One of those critics, the Tampa-based marijuana operator Florigrown, believes the law is not only anti-competitive but also in violation of a constitutional amendment passed by Florida voters in 2016. A few months after lawmakers approved statutes implementing the amendment, Florigrown sued the state over provisions in the law that required operators — known as "medical marijuana treatment centers" — to be vertically integrated. The case percolated between trial and appellate courts for more than a year and a half before ending up on the docket of the Florida Supreme Court. Now it's Florigrown's turn to respond with its own brief.

"Our take is that [state officials] are making the same old arguments, nothing new.
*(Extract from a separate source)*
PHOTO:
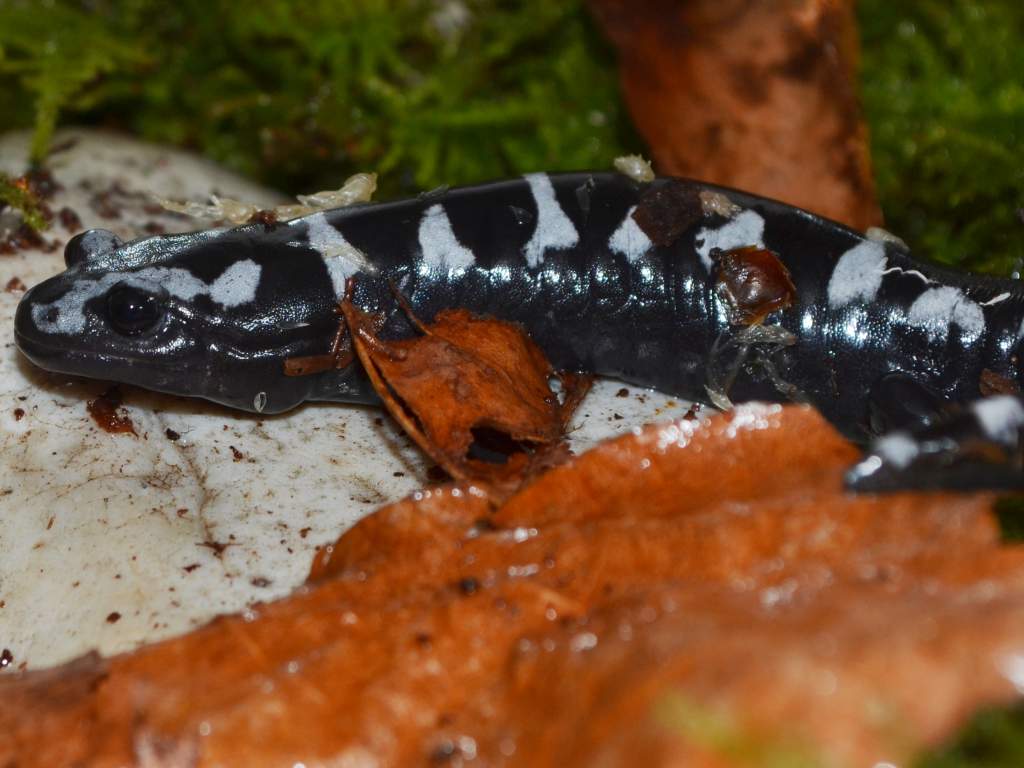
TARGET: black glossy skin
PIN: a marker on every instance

They are just shouting louder and being more indignant about it," Florigrown CEO Adam Elend says.

The disagreement between the state, Florigrown, and other unlicensed marijuana operators boils down to one tiny word — the conjunction or — in the 2016 constitutional amendment, which defines a medical marijuana treatment center as an entity that "acquires, cultivates, possesses, processes... transfers, transports, sells, distributes, dispenses, or administers" marijuana products. The language in the 2017 law, on the other hand, is far less flexible and requires a licensed operator to handle the entire supply chain ("cultivate, process, transport, and dispense marijuana for medical use").
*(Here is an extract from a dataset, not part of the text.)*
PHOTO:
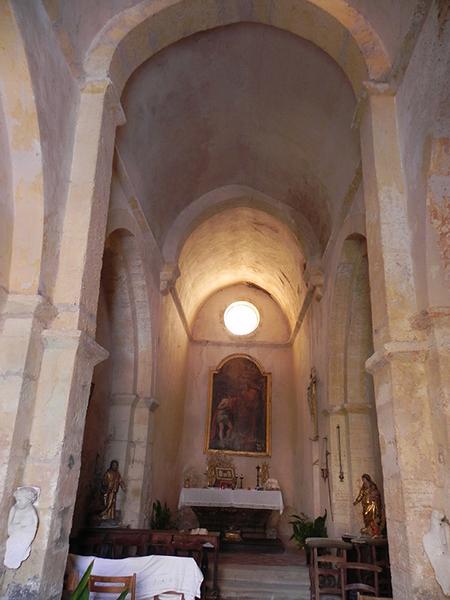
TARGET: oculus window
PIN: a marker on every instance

As the state tells it, the constitutional amendment does not preclude legislators from implementing strict requirements on operators and capping the number of business licenses in circulation. Moreover, officials argue that the amendment "contemplates a highly regulated medical marijuana industry in Florida" due to its requirement that all medical marijuana treatment centers be registered with the Department of Health.

But Florigrown argues the state's implementation of the amendment has led to an arbitrary application of criteria for medical marijuana treatment centers.

"The reason we sued is that they are unconstitutionally restricting that registration process at the front end by mandating vertical [integration], unreasonably capping the number of registrants, and subjectively picking and choosing who they want to award these limited registrations to," Elend says.

What appears to be little more than a semantic splitting of hairs would have significant implications for medical marijuana in Florida. Operators such as Florigrown prefer a more business-friendly "horizontally integrated" or "unstacked" system, under which medical marijuana treatment centers can register to perform one or more functions. In such a system, an operator interested in only growing cannabis wouldn't have to worry about transporting the product. Similarly, a dispensary could carry products for resale without being involved in cultivating.

Florida is one of at least 12 states that require vertical integration, while other states, including Washington, California, and Illinois, mandate horizontal integration. More than 75 percent of the 205 dispensaries open in Florida are owned by just six companies, according to the latest figures from the Health Department's Office of Medical Marijuana Use. Critics say this market concentration is an example of the state picking winners and losers.

In the state's filing, officials argued that lawmakers did their best to balance public safety with ready access to medical marijuana.

"The legislature had to create a regulatory structure that... would ensure that medical marijuana that is legal in Florida would not be diverted to other states where it remains illegal, that it would not be diverted to minors, and that this state-authorized activity would not be used as a pretext by [operators] for other illegal activities."

According to Elend, the deadline for Florigrown to file its response to the state's brief is January 5; then the state would have 30 days to reply.